The BC NDP supports the industry's plans. "We've been fracking in BC for decades and we do it fairly well. I've been to a number of frack sites, and I'm comfortable with the technology," BC NDP Energy Critic John Horgan told the Vancouver Sun's Vaughn Palmer last month.

Federal Green leader Elizabeth May is apparently silent. She and her party oppose gas fracking in BC, but have not spoken out on the proposed pipeline-liquefaction-export labyrinth that fracking and more "conventional" gas extraction will feed.

Natural gas is purported to be a less environmentally harmful fossil fuel by those who earn money from its extraction and sale. But this is a myth, long established by scientific study. This is once again highlighted, rather politely in this case, by a new study entitled "Greenwashing Gas." A team of researchers at the University of Victoria in BC have published the paper in the peer-reviewed journal Energy Policy.

They conclude there is much uncertainty about the level of greenhouse gases emitted from the "production" (i.e., fracking) of shale gas and its transformation into liquefied natural gas. Emissions could be only slightly higher than those of conventional natural gas, or as high as those from coal. "Instead of applying labels such as 'climate friendly,' we should be asking: what types of natural gas, under what conditions, can contribute to a more sustainable energy future?" asks Dr. Karena Shaw of the School of Environmental Studies at the university.

The issue of comparative emissions of natural gas fracking is only one part of the story of the hallucinatory plans for natural gas production and export in northern BC. The annual amount of energy input required to operate the proposed liquefaction plants in Kitimat is roughly equal to half the present production of energy in the province and five times the present electrical consumption of the region of Vancouver.

British Columbia already imports electricity each year from the United States at peak demand moments, notwithstanding its very substantial hydroelectricity resources. So where will it get the huge amounts of energy to liquify natural gas? One option is to dam more rivers. Coincidentally, a new, mega-dam, "Site C," has been proposed for some time along the Peace River. But even that would not suffice. So an additional option is none other than to building natural gas-fired power plants.

The timing of the "Greenwashing Gas" paper is interesting because it comes just one month after a declaration by BC Premier Christy Clark that, lo and behold, the burning of natural gas will henceforth be declared a "clean" source of energy if it is used to liquefy natural gas.

Gas was rightly declared a dirty fuel by the vapid and deceptive environmental policies of Clark's Liberal Party predecessor, Gordon Campbell. His government went so far as to close down a gas-burning power plant located in the port of Vancouver. So Clark's policy departure is highly symbolic.

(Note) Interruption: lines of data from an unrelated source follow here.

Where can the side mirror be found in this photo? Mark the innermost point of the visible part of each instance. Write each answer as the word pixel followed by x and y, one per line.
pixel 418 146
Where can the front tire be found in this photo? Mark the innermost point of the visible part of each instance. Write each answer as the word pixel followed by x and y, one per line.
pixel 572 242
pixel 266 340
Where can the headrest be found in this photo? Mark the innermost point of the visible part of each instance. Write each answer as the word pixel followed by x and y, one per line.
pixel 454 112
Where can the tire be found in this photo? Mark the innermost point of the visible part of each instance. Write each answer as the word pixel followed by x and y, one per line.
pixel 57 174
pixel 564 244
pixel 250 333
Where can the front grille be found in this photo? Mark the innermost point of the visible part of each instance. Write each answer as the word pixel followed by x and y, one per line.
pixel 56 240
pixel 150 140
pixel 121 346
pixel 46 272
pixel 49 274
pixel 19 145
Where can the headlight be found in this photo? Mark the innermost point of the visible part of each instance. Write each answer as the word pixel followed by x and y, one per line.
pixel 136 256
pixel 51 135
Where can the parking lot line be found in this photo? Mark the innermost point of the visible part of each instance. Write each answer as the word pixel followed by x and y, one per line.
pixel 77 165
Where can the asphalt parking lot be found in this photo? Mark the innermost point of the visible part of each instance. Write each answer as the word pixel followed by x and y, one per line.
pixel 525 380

But it's also consistent with the Liberals' environmental policy because that has largely consisted of deception, notwithstanding the award that many of Canada's largest environmental groups presented to Campbell at the UN environmental conference in Copenhagen in 2009. (The award was based largely on his introduction of a "carbon tax" in 2008--from which the oil and gas extraction industries were exempted!)

The NDP's Horgan says there should be "public consultation" before the premier's pro-gas, policy change is confirmed.

Billions of dollars of quick, easy money are at stake in the natural gas plans. Meanwhile, the tar sands pipeline story is far from over in the province. Kinder Morgan Inc., the fourth largest energy company in North America, wants to triple the capacity of its existing tar sands pipeline, Trans Mountain, that already brings 300,000 barrels of bitumen crude daily to Vancouver's harbor for export.